Niemand im Café rührte sich. Dr. Levy bot keine ärztliche Hilfe an; von Hofmann, sonst der Kavalier in Person, ließ sein Taschentuch in der Hosentasche. Miss Maud und Miss Violet sahen einander nur stumm an, entsetzt über das, was sie angerichtet hatten.

Aber da stieß plötzlich Paul Ziller, der am Fenster saß, seinen Stuhl zurück.


«Ach, du meine Güte!» sagte Miss Maud, ein milder Ausdruck aus dem Mund einer Generalstochter angesichts des Schadens, der beträchtlich war. Die Kaffeekanne auf dem Tisch der Bergers war umgestürzt, der Kaffee auf das Tischtuch gelaufen, drei Porzellanteller waren zerbrochen ... Leonie Bergers Stuhl war, als sie aufgesprungen war, auf Dr. Levys Rührei gefallen, und der Pudel hatte es natürlich nicht geschafft, sich aus dem Chaos herauszuhalten. Unter wildem Gekläff hatte er den Garderobenständer attackiert, der prompt umstürzte, um Haaresbreite die Keramikkatze auf dem Fensterbrett verfehlte, nicht aber die Schale mit der duftenden Mischung von Blütenblättern und auch nicht die beiden hübschen weißblauen Aschenbecher, die die Damen aus Gloucestershire mitgebracht hatten.
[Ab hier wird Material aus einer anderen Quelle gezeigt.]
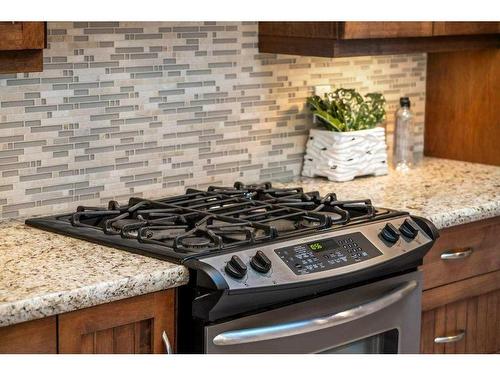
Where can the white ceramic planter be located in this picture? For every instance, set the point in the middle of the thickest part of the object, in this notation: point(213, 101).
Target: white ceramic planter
point(343, 156)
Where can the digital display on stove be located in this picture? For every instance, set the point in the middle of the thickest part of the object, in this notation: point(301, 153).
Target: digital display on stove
point(320, 246)
point(330, 253)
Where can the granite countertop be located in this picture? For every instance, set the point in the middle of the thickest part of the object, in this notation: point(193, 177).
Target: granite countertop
point(447, 192)
point(43, 274)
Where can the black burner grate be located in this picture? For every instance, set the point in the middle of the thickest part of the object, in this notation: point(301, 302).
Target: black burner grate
point(220, 218)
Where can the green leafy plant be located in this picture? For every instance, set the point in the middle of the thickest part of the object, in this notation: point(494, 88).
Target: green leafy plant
point(345, 110)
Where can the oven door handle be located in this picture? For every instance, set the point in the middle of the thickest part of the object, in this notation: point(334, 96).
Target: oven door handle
point(248, 335)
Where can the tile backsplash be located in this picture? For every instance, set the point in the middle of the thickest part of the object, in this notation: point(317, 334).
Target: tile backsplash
point(149, 108)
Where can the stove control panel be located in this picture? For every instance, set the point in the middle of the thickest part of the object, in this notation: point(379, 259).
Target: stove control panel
point(330, 253)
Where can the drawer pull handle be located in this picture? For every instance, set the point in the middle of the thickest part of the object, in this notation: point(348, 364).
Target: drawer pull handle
point(457, 254)
point(449, 339)
point(166, 342)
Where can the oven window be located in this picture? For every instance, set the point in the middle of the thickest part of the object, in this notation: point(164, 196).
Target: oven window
point(383, 343)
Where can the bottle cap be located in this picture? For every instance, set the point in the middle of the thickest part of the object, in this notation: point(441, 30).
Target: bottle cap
point(405, 102)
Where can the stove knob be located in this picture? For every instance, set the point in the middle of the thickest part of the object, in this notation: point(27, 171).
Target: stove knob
point(260, 262)
point(408, 229)
point(236, 268)
point(390, 233)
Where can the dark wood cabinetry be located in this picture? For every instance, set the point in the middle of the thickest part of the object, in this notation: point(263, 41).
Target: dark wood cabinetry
point(36, 336)
point(133, 325)
point(338, 39)
point(461, 299)
point(370, 30)
point(21, 46)
point(465, 28)
point(467, 322)
point(462, 96)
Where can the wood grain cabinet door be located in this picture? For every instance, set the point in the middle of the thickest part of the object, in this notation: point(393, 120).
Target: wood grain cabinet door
point(133, 325)
point(22, 35)
point(369, 30)
point(465, 28)
point(33, 337)
point(21, 46)
point(463, 251)
point(470, 325)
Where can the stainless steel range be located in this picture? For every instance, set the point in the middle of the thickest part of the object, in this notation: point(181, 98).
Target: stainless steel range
point(275, 270)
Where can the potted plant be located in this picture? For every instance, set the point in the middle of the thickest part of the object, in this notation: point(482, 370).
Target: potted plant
point(352, 142)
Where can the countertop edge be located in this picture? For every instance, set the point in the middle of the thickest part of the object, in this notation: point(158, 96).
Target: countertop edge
point(465, 215)
point(65, 301)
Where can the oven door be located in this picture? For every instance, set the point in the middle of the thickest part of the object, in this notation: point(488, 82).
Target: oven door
point(381, 317)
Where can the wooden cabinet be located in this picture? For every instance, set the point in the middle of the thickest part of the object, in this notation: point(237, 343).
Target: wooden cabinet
point(463, 251)
point(461, 111)
point(369, 30)
point(467, 319)
point(338, 39)
point(133, 325)
point(21, 46)
point(461, 299)
point(36, 336)
point(465, 28)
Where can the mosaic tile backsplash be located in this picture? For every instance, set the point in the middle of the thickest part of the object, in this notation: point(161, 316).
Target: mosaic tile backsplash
point(148, 109)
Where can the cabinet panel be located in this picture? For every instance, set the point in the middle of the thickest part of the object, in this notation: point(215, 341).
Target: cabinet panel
point(22, 35)
point(473, 323)
point(21, 46)
point(368, 30)
point(36, 336)
point(300, 29)
point(133, 325)
point(461, 112)
point(476, 242)
point(465, 28)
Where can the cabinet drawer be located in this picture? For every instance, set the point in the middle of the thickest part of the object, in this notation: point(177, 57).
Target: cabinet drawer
point(463, 251)
point(470, 325)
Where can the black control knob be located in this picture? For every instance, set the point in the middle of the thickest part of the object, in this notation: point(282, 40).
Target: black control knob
point(236, 268)
point(408, 229)
point(260, 262)
point(390, 233)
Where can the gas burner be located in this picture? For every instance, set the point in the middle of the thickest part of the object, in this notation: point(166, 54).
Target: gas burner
point(203, 222)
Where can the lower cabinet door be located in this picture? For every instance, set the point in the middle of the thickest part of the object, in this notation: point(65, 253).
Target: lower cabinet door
point(33, 337)
point(140, 324)
point(470, 325)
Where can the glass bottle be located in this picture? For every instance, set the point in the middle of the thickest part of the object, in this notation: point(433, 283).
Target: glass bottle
point(403, 137)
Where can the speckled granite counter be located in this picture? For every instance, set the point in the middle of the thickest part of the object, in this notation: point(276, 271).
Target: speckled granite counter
point(446, 192)
point(43, 274)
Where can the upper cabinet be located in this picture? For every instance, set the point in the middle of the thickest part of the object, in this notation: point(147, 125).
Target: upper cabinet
point(338, 39)
point(21, 46)
point(369, 30)
point(465, 28)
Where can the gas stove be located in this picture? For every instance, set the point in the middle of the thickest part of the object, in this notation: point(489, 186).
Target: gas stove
point(204, 223)
point(252, 247)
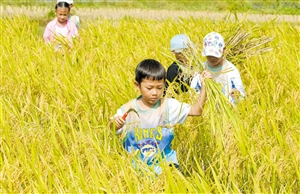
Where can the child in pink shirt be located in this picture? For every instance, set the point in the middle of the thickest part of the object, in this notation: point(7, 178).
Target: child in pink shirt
point(60, 26)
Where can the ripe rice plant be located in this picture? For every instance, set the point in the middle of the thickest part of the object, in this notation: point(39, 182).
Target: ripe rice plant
point(55, 108)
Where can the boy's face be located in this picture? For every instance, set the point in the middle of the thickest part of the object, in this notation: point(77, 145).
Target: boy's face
point(151, 90)
point(62, 14)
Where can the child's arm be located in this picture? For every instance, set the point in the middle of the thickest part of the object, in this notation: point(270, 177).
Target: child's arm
point(237, 88)
point(118, 121)
point(47, 34)
point(197, 108)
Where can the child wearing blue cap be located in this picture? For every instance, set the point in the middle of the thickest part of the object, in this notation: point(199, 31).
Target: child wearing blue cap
point(180, 72)
point(231, 82)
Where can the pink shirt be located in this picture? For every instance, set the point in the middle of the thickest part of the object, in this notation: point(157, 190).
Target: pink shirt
point(50, 30)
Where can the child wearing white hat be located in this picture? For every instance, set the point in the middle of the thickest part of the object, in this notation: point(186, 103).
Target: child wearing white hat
point(73, 18)
point(213, 50)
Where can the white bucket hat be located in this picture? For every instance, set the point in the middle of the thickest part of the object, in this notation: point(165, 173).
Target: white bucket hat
point(67, 1)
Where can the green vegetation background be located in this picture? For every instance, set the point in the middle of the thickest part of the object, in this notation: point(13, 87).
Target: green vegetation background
point(264, 6)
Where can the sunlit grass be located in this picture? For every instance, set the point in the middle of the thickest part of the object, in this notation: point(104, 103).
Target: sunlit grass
point(55, 109)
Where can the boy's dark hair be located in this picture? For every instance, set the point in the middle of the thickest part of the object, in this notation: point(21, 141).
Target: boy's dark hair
point(63, 4)
point(150, 69)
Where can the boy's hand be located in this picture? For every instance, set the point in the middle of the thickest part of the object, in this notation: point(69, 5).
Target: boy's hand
point(235, 93)
point(119, 122)
point(205, 75)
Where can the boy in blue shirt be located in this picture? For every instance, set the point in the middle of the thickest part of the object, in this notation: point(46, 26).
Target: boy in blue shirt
point(149, 133)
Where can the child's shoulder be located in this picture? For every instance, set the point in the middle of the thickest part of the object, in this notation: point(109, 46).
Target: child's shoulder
point(129, 104)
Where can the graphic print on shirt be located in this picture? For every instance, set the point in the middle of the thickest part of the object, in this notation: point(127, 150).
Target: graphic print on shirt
point(147, 133)
point(150, 141)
Mitten in diesem Tohuwabohu stand Leonie und hielt ihre Tochter umschlungen. Nein, es war mehr als eine Umschlingung, es war eine Verschmelzung. Ihre Tränen vermischten sich mit denen Ruths; kein Mensch hätte die beiden voneinander trennen können. Selbst für ihren Mann mochte Leonie ihre Tochter nicht loslassen – konnte ihn nur mit flüchtig freier Hand näher ziehen. Sie hatte in ihrem Leben viele glückliche Momente erlebt, nie aber ein Glück von solcher Tiefe und Reinheit.

Onkel Mishak war der erste aus der Familie, der auf die Verwüstung aufmerksam wurde, der das Lokal anheimgefallen war: Da war Miss Violet dabei, die Tische zu säubern, Miss Maud sammelte Scherben vom Boden auf, Mrs. Burtt lag auf den Knien und wischte. Um das Maß des Chaos vollzumachen, war Tante Hilda, die aus ihrem Bett gesprungen war, um Ruth den Weg zum TeaRoom zu zeigen, auch noch über den Spüleimer gefallen.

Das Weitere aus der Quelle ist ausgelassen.